Do these services have an effect? If they didn’t, why would BBC Persian television has been subject to increasing and aggressive jamming from within Iran.

The channel has suffered deliberate attempts to interfere with its signal intermittently since its launch in 2009.

The interference intensified on the evening Saturday 17 September just as the channel had begun broadcasting a documentary about Iran’s Supreme Leader.

The continued attempts of the regime to put pressure on the service show how much they worry about outside broadcasts – and should redouble our support for the work the World Service does.

And – going back to my starting point – that public diplomacy needs to develop for a world of technological change.

In my view, that means Britain's foreign policy needs to be clear that promoting unrestricted access to the internet is in our national interest and promotes our national values.

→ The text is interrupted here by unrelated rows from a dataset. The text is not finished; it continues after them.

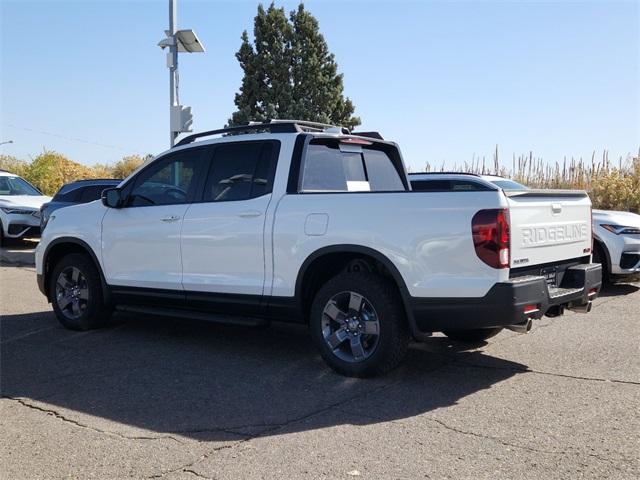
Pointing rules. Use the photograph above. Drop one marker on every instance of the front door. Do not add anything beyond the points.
(223, 234)
(141, 241)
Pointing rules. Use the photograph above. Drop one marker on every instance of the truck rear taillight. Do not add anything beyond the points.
(490, 230)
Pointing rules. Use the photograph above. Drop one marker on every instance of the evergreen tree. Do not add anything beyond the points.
(289, 72)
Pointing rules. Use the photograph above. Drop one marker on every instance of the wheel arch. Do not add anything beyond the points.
(327, 261)
(59, 248)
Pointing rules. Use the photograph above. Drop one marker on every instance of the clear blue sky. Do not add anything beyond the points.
(446, 80)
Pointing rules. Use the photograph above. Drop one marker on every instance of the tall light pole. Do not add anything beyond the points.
(180, 117)
(172, 63)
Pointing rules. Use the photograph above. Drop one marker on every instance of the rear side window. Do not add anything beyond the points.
(240, 171)
(327, 168)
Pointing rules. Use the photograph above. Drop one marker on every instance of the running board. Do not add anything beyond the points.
(194, 315)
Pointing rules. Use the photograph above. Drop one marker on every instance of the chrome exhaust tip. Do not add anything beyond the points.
(524, 327)
(584, 308)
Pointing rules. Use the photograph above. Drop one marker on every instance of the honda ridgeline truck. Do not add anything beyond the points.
(303, 222)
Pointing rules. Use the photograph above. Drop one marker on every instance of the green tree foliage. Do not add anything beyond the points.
(50, 170)
(289, 72)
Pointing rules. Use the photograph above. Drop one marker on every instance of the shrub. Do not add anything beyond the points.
(50, 170)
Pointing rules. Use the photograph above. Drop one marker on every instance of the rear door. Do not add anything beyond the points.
(222, 239)
(548, 226)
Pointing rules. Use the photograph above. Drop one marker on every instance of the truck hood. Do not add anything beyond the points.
(29, 201)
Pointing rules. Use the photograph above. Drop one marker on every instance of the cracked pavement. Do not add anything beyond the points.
(172, 399)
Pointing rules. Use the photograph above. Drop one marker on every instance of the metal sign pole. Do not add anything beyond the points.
(173, 66)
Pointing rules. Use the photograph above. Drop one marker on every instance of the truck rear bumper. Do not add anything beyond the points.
(508, 303)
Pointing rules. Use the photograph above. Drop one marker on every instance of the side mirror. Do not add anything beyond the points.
(112, 198)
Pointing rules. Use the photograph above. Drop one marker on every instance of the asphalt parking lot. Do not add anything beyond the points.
(172, 399)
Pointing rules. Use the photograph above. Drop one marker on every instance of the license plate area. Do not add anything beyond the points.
(551, 276)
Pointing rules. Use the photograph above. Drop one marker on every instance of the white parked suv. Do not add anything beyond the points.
(617, 243)
(20, 204)
(303, 222)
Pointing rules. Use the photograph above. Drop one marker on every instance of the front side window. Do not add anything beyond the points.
(328, 168)
(169, 181)
(240, 171)
(16, 186)
(437, 185)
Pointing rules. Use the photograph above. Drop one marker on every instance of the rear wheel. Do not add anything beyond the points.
(76, 293)
(472, 336)
(357, 322)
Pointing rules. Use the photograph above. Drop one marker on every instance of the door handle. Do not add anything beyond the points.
(250, 214)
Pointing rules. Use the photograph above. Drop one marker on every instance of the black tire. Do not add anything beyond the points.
(472, 336)
(93, 312)
(599, 256)
(381, 297)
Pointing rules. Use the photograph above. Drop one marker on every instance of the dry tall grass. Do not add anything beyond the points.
(611, 186)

We need to look at the export licensing of technologies that filter the internet, support online civil society in countries that continue to restrict internet access and work with EU partners in providing online journalists the arenas where they can post free from censorship by their national governments.

CONCLUSION

In the short run, the West got the major judgements right – choosing to side with protestors in Cairo and Tunis, choosing to protect civilians in Benghazi and choosing to sanction the regime in Damascus.

But short run change could never be as sweeping as the rhetoric that accompanied the first days of the Arab Spring.

For the long run challenges, we urgently need to up our game.

But it is those long run challenges that will define the foreign policy challenges of the next decade:

* How we ensure that popular optimism is met with prosperity and not dangerous disappointment?
* How can we use the moment of exceptional technological change to promote the values we, as a country, believe in?
* How we can help support the chances of peace between peoples, rather than only brittle truces between states?
* How we can stop Al Qaeda in the Islamic Maghreb from using the instability to its advantage – not withstanding the body blow to its raison d’être that has been dealt by the Arab Spring?

This autumn is not too late to start to address these bigger, long term questions – by next autumn it might be.